三重県は5教科で全国平均下回る 全国学力テスト結果

三重県教委は28日、小学6年と中学3年を対象に実施した本年度の全国学力・学習状況調査(全国学力テスト)の結果を公表した。県内の平均正答率は中学の数学を除く五教科で全国平均を下回った。

県教委によると、調査は4月19日に実施。県内では343校の小学生1万5172人が国語、算数、理科、153校の中学生1万5031人が国語、数学、理科のテストを受けた。

小学校の平均正答率は国語64・5%(全国平均65・6%)、算数62・2%(同63・2%)、理科62・6%(同63・3%)。いずれの教科も全国平均を下回り、国語と算数は前年度比で全国平均との差が広がった。

中学校では、数学の平均正答率が51・9%で全国平均を0・5ポイント上回ったが、国語は68・2%(全国平均69・0%)、理科は48・1%(同49・3%)だった。全国平均との差は数学が横ばい、国語は縮まった。

生活習慣などの調査結果も公表。平日にテレビゲームを3時間以上すると答えた県内の小学生は33・1%で、全国平均より2・4ポイント高かった。中学生は33・4%で、全国平均を3・6ポイント上回った。

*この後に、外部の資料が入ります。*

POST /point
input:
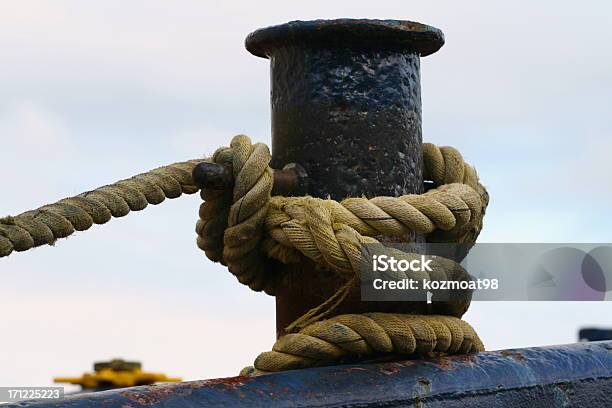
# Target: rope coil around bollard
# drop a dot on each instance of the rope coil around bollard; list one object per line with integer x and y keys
{"x": 244, "y": 228}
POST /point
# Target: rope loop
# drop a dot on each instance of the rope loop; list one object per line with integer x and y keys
{"x": 247, "y": 229}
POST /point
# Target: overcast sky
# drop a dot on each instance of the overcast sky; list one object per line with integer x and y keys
{"x": 92, "y": 92}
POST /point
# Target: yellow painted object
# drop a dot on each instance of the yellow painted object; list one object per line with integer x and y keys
{"x": 116, "y": 374}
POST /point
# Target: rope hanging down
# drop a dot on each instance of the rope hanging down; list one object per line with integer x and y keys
{"x": 245, "y": 227}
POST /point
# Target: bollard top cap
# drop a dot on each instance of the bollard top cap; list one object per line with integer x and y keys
{"x": 408, "y": 35}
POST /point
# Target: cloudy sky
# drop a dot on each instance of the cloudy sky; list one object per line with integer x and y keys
{"x": 92, "y": 92}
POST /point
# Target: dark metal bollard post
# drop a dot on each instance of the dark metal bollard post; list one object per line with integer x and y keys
{"x": 346, "y": 105}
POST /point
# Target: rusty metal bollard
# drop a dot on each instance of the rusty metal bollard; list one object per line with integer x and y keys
{"x": 346, "y": 106}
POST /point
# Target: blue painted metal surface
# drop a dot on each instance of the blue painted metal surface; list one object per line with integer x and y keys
{"x": 577, "y": 375}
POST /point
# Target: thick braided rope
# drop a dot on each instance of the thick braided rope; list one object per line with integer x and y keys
{"x": 46, "y": 224}
{"x": 237, "y": 226}
{"x": 368, "y": 335}
{"x": 305, "y": 226}
{"x": 333, "y": 234}
{"x": 231, "y": 222}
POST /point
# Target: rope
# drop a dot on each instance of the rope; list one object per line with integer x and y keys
{"x": 368, "y": 334}
{"x": 47, "y": 224}
{"x": 246, "y": 229}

授業以外で平日に1時間以上勉強をする小学生は56・5%、中学生は68・5%で、ともに全国平均を下回った。平日に十分以上読書をする小学生は56・8%、中学生は44・1%で、同じく全国平均より低かった。

また、自己肯定感に関する調査では「自分でやると決めたことは、やり遂げるようにしているか」との問いに、小学生の87・9%、中学生の88・0%が「している」と回答。ともに全国平均を上回った。

県教委の学力向上推進プロジェクトチームは「国語では自らの考えをまとめることへの課題に加え、設問の意図を捉えられない課題も浮かび上がった。算数では引き続き割合の理解に課題がある」と分析した。

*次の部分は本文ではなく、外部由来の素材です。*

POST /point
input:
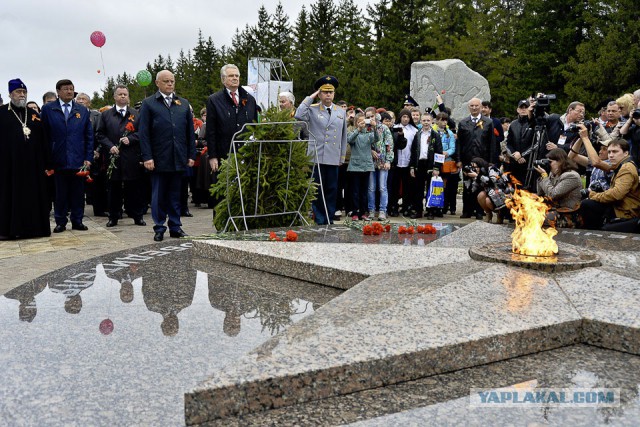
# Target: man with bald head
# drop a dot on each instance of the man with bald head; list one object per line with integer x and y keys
{"x": 475, "y": 139}
{"x": 168, "y": 145}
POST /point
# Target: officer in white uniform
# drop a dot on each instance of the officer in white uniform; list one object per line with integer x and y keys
{"x": 328, "y": 127}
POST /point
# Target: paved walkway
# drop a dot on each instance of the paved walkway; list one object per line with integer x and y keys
{"x": 24, "y": 260}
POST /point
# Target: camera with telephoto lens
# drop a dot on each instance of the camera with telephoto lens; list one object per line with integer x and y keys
{"x": 595, "y": 186}
{"x": 573, "y": 127}
{"x": 542, "y": 103}
{"x": 497, "y": 187}
{"x": 468, "y": 169}
{"x": 544, "y": 164}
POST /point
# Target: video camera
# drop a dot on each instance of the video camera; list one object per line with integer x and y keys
{"x": 542, "y": 103}
{"x": 573, "y": 127}
{"x": 595, "y": 186}
{"x": 497, "y": 187}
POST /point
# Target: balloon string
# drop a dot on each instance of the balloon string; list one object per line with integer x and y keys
{"x": 104, "y": 72}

その上で「子どもたちが設問の意図を理解できるように解答のプロセスを分かりやすく提示するなど、授業の工夫が求められる。研修などを通じて教員の授業力を向上させたい」としている。

一見勝之知事の話 全国平均に近づいた教科もあり、子どもたちや学校の努力がうかがえる。学校には引き続き、きめ細かな指導に取り組んでほしい。読書をしている子どもが減少傾向にある。本を読むことの楽しさや醍醐味を知ってほしい。

木平芳定教育長の話 国語は質問の意図を捉えて自分の考えをまとめること、算数は割合の意味の理解に課題がみられた。ゲームや携帯電話の使用時間が長く、学習や読書の時間が短い。調査結果を分析し、授業の改善やICTの活用が進むよう支援する。